Spanish South America
Haiti (San Domingue)
British North America (the USA)
The Ottoman Empire

How did the elimination of the international slave trade affect Africa?

How did Opium transform China's relationship with the West, and in what way did this parallel India's experience? How was India's and China's relationship with the West differ?

You should know the basic series of events having to do with the French Revolution.

Why was Free Trade so good for Britain and not so wonderful for a lot of other places?

Some terms:

Estates General
National Assembly
The Terror
Congress of Vienna
Pedro I of Brazil
Hidalgo and Morelos
palm oil
Muhammad Ali
Orientalism (and its rise and fall in India)

Tuesday, February 1, 2011

Your Lecture Questions

I've entered the grades for the first four of your lecture questions into Blackboard. If you have a "2" for your grade, then I gave you full credit. If you got less than a "2," then I will expect more out of future questions from you. My grading on these was generous in acknowledgment of your learning curve. It will become less generous as we get further into class.

Some things to consider when writing your questions:

  • I'm giving you plenty of time.
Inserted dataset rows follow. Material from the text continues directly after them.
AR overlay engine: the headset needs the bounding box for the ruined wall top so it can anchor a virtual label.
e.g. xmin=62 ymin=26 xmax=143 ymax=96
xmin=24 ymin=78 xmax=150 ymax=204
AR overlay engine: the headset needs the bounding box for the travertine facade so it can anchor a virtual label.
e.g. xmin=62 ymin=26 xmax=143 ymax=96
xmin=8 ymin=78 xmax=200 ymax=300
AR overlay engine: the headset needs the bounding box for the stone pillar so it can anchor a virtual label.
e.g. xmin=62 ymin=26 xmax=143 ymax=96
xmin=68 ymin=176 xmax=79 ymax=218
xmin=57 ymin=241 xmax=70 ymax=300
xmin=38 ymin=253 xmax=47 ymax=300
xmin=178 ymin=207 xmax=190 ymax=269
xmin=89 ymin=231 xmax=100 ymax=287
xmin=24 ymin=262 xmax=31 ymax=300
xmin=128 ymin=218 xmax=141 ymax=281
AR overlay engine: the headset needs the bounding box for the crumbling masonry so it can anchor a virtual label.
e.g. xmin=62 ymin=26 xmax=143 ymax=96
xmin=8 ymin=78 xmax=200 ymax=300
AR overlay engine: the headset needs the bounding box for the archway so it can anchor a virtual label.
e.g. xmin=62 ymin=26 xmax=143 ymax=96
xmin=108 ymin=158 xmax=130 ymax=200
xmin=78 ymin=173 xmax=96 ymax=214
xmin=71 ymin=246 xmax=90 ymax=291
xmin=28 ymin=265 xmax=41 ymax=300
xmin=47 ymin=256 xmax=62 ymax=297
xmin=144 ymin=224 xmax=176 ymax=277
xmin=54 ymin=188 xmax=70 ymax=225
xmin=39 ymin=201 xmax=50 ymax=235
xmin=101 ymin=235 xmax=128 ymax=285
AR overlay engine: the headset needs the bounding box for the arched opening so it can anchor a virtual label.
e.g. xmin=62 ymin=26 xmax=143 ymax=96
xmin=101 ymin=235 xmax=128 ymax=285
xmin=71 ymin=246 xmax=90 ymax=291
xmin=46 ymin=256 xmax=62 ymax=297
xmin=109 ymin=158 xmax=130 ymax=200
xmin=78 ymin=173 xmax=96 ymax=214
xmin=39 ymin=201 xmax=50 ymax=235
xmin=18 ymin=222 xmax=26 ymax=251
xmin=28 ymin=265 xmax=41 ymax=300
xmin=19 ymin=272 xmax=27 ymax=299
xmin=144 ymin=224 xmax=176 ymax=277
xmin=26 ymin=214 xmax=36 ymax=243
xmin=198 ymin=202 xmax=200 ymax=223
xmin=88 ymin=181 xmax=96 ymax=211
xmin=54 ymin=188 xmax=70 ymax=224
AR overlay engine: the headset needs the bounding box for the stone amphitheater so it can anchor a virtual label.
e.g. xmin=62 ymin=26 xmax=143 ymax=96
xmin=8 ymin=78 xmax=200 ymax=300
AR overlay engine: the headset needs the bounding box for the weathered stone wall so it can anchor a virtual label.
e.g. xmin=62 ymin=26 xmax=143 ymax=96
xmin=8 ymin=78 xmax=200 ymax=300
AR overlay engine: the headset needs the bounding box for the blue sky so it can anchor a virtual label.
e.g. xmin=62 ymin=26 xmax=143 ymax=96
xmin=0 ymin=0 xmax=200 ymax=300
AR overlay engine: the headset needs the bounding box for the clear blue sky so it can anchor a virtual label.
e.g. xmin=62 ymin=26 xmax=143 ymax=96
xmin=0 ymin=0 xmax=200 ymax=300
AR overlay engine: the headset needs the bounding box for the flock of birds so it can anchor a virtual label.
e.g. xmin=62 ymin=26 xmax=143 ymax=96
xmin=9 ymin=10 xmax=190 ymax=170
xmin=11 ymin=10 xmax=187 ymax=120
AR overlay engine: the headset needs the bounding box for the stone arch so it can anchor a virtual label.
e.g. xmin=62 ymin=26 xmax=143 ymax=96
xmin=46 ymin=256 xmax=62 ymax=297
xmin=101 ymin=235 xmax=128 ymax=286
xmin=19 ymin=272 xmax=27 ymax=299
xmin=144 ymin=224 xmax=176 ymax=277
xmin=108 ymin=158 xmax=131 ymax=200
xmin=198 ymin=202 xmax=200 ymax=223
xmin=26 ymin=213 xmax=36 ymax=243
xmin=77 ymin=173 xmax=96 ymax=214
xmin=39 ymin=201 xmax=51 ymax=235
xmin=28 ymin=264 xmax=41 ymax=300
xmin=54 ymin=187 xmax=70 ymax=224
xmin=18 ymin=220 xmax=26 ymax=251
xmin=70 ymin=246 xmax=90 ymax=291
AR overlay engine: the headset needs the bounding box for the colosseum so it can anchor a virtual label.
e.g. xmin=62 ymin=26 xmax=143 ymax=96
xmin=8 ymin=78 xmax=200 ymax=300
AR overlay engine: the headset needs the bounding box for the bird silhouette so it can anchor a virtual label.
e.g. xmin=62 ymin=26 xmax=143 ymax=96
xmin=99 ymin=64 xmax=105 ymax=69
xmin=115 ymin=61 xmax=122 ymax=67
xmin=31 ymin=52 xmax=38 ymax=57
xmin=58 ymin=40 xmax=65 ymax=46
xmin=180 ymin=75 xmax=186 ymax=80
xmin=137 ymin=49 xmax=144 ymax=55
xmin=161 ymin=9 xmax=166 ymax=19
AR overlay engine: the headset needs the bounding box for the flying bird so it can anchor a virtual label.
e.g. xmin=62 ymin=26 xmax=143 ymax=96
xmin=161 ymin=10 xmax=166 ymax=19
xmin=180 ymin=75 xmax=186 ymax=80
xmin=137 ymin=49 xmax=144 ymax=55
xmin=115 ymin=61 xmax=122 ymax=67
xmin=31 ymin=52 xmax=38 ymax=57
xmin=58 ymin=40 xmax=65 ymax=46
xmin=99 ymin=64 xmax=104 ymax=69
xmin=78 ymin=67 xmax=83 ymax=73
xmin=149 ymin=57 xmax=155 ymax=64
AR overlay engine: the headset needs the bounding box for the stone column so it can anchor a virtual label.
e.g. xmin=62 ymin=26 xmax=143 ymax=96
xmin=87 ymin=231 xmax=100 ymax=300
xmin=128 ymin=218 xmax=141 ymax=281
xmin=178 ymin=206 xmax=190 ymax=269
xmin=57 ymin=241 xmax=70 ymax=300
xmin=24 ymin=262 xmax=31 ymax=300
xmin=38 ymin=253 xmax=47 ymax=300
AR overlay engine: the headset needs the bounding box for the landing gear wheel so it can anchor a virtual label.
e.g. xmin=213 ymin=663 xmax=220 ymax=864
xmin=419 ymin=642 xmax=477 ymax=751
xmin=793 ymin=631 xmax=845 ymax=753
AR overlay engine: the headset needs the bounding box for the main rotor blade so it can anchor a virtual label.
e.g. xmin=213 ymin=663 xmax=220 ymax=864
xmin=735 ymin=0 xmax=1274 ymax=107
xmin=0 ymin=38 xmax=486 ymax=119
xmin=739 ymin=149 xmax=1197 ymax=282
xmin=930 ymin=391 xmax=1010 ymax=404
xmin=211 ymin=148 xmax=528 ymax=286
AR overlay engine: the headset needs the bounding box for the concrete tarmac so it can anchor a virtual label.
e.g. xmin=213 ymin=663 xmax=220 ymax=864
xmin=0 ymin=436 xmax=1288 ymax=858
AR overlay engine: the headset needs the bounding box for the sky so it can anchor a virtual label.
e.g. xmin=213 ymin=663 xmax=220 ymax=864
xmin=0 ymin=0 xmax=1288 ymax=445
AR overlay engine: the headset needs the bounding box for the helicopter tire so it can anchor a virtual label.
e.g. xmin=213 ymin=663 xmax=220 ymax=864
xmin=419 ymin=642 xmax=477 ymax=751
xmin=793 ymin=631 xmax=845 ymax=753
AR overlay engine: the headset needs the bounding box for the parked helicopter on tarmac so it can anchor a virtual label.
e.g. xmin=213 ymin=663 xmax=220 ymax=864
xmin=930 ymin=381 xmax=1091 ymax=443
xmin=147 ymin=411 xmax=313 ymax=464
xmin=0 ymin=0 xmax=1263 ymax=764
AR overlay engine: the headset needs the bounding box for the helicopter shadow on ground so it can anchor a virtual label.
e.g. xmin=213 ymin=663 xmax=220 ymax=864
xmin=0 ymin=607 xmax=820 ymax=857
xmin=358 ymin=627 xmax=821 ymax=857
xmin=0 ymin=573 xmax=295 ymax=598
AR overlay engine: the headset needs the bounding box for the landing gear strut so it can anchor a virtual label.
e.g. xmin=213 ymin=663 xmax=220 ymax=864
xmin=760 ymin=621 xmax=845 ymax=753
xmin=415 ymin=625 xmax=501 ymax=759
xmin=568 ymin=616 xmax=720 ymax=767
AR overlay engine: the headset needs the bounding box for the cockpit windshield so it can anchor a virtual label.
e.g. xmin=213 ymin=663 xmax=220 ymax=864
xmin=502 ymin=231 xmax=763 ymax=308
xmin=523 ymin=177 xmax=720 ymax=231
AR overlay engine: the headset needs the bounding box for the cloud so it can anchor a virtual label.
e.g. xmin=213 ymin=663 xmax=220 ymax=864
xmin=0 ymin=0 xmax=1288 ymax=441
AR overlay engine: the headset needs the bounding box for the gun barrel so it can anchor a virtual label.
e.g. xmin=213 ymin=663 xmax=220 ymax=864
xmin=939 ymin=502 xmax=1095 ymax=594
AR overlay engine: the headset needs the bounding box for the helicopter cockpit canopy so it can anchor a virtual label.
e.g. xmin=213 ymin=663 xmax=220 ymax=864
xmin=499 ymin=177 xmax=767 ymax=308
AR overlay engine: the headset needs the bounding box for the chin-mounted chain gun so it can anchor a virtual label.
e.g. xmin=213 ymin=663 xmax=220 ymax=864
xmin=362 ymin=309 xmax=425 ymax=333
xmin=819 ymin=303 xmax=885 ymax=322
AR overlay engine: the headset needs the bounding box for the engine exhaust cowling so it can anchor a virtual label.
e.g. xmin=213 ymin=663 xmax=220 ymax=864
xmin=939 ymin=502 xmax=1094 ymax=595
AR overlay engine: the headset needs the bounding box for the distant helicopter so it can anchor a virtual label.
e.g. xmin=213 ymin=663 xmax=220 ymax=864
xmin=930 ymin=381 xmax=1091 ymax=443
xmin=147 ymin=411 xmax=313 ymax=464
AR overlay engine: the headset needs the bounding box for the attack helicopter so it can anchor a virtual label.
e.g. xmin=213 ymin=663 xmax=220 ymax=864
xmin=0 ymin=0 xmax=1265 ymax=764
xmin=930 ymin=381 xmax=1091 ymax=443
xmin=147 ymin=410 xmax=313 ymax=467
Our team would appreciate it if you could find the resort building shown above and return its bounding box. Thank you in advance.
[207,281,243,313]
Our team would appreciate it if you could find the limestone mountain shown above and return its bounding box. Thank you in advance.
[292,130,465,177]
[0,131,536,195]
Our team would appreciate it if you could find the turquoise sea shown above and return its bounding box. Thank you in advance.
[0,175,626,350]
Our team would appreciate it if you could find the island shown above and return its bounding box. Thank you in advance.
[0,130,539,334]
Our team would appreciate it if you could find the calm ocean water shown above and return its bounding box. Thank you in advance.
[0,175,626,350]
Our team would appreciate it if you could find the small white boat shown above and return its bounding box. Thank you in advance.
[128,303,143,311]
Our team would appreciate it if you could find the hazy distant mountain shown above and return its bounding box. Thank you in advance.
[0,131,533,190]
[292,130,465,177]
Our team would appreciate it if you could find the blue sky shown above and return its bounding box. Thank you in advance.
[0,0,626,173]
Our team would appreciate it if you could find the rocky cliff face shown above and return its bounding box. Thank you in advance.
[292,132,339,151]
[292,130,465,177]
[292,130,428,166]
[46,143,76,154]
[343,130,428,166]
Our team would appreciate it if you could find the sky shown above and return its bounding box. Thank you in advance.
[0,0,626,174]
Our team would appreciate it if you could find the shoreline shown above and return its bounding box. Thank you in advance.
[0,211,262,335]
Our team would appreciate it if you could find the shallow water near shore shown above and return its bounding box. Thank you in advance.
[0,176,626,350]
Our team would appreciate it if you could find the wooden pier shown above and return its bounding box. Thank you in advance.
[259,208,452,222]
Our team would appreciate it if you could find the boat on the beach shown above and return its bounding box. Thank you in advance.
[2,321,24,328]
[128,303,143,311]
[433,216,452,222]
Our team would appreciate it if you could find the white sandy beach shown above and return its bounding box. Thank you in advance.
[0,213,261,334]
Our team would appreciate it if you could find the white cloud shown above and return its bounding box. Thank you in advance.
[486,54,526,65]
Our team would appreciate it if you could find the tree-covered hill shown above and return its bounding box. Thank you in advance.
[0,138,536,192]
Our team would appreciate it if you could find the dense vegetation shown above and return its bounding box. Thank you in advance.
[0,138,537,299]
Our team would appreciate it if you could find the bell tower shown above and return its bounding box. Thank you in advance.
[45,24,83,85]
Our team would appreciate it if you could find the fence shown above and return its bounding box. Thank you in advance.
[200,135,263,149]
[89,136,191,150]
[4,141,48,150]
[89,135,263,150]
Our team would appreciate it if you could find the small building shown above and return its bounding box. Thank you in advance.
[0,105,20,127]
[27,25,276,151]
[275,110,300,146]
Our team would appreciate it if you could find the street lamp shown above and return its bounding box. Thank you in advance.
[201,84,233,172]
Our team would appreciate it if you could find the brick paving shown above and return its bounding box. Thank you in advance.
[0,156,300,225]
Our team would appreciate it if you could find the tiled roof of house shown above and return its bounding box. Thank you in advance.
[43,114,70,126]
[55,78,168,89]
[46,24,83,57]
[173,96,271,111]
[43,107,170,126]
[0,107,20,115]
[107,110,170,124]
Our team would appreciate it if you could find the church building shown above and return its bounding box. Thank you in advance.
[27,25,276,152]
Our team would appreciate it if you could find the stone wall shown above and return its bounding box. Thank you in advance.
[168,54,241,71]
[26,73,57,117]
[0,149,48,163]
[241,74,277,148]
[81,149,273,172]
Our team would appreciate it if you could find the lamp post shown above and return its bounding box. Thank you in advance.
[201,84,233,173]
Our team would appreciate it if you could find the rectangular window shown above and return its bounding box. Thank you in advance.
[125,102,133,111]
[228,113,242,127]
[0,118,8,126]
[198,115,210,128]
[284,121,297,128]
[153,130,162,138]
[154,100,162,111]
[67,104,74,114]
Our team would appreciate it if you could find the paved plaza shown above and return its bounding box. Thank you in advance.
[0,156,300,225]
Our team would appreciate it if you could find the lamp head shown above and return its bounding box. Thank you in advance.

Don't just produce something slipshod so as to exit the classroom as quickly as possible.
  • If it is unintelligible (I can't understand what you are trying to say) I cannot give you credit.  See bullet point #1.
  • The question itself should not contain errors of fact. 
  • You should use proper grammar and, ideally, spelling in your question.
  • Your question should not be virtually identical to the one turned in by the person sitting next to you.
  • No hypothetical questions, like: "What do you think would happen if the French had ESP?" Not even if they aren't this silly. Stick to the material.

Think about the big picture. Just don't scissor some small fun fact out of the lecture and expect to receive credit. In the future, a question like this will not receive credit:
"What did Spain get back from England after the Seven Years' War?"
"Where did the free press first emerge?"

Why not? Because these aren't analytical questions. Your lecture question requires you to think about the greater meanings in the material. Here are a few examples of actual student questions that I received over the last four classes. Not all of them are perfectly correct with regard to grammar, and all are not completely clear in their meaning - I would edit these before I used them on a test for both content and clarity. Yet, these questions come close to the spirit of the assignment:

"What was Nathaniel Bacon's issue with Gov. Berkeley? How did Bacon's rebellion contribute to the expansion of slavery in North America?" (Actually, the second half of this question is sufficiently analytical. On a test I would expect some elaboration of how the conflict came to be, including a description of the background and aspirations of the rebels, and the reasoning behind the move toward African slavery in the Chesapeake.)

"In what ways did mercantilism change the dynamic of European countries and ultimately aid in the starting of the Seven Years' War?" (I would edit this, but it contains analysis as it invites the respondent to draw connections between mercantilism, colonialism, and global conflict.)

"How did the commodification of the world in the end of the 15th Century influence the trade, economic, and social standings in Europe, Asia, and Africa." (This actually has grammatical errors that cloud the question's meaning. But the underlying question is an important one. If we rephrase it, we come closer to an invitation to a discussion on global commodity. We could even narrow it down. How about this: "How did the commodification of human beings alter the social standing of the poorer classes in Europe and Africa (not so much Asia) at the end of the 15th Century?")

"What did Carl Linneaeus's 'Great Chain of Being' teach? What effect did it have one Europe's worldview and foreign relations?" (Again, this question beckons us to think deeply about the connections between scientific classification, emerging ideas of race, and how these ideas translate into governmental policy in Europe. I might word it differently, but this question shows me that the student is making connections in the material.)